To gain a different perspective I spend a great deal of time in really poor countries, where most people still live in shantytowns, in the filth of their own sewer, struggling from day to day. And I've learned a thing or two about work. I mean really hard, backbreaking work, in fields and factories, dawn to dusk, male and female. And children! Six to seven days a week. For little or nothing but the chance to survive. And these are the lucky ones who have a job. Most don't. Those who survive do so on bland diets that are mostly rice or some other grain. They suffer from chronic protein deficiency in countries where education and health care are for the rich only, all 1% of them.
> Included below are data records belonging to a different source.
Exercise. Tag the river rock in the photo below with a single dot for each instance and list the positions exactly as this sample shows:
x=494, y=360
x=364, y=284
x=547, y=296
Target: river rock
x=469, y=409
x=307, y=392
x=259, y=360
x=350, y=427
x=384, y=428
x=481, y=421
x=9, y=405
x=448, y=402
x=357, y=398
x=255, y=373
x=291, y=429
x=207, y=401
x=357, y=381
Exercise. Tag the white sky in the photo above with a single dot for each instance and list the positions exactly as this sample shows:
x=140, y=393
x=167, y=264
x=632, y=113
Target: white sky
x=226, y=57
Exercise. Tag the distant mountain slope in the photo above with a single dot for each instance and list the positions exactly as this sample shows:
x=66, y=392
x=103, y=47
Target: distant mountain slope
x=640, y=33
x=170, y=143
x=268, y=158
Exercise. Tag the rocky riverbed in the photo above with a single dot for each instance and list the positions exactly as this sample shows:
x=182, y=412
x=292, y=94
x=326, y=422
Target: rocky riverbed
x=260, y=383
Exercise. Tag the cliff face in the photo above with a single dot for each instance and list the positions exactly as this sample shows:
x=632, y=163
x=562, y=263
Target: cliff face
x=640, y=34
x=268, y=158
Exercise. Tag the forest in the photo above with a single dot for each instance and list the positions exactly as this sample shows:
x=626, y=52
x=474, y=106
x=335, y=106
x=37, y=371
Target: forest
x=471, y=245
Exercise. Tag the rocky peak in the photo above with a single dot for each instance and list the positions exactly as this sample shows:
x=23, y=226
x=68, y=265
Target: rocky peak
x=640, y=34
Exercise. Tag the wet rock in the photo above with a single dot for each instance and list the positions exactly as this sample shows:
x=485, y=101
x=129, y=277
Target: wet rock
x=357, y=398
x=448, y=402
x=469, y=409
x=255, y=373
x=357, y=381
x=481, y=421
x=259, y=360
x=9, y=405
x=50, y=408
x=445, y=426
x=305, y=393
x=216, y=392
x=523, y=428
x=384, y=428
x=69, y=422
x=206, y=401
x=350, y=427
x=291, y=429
If this isn't depressing enough, consider that according to recent news reports, in spite of hunger and poverty, agriculture provides enough energy to fuel population explosions in virtually all of the third world. This malignant growth of human numbers represents the single greatest threat to all life forms on this planet outside of nuclear war.

And, in an ironic turnaround, the population of many developed countries has finally stabilized. Japan and Italy are even worried about population declines. Too many here. Too few there. Bad news everywhere! It's enough to make you want to shoot the television.

 

Patrick Joseph Kennedy left County Wexford, Ireland, in 1858, during the great potato famine. He settled in Boston and carved out a niche for his family. Two generations later his grandson, Joseph P., would become one of the richest men in America. His son, John F. Kennedy, became president of the U.S. in 1960. Rags to riches stories are commonplace in this nation. Unlike some, the Kennedys never forgot their roots or their poverty.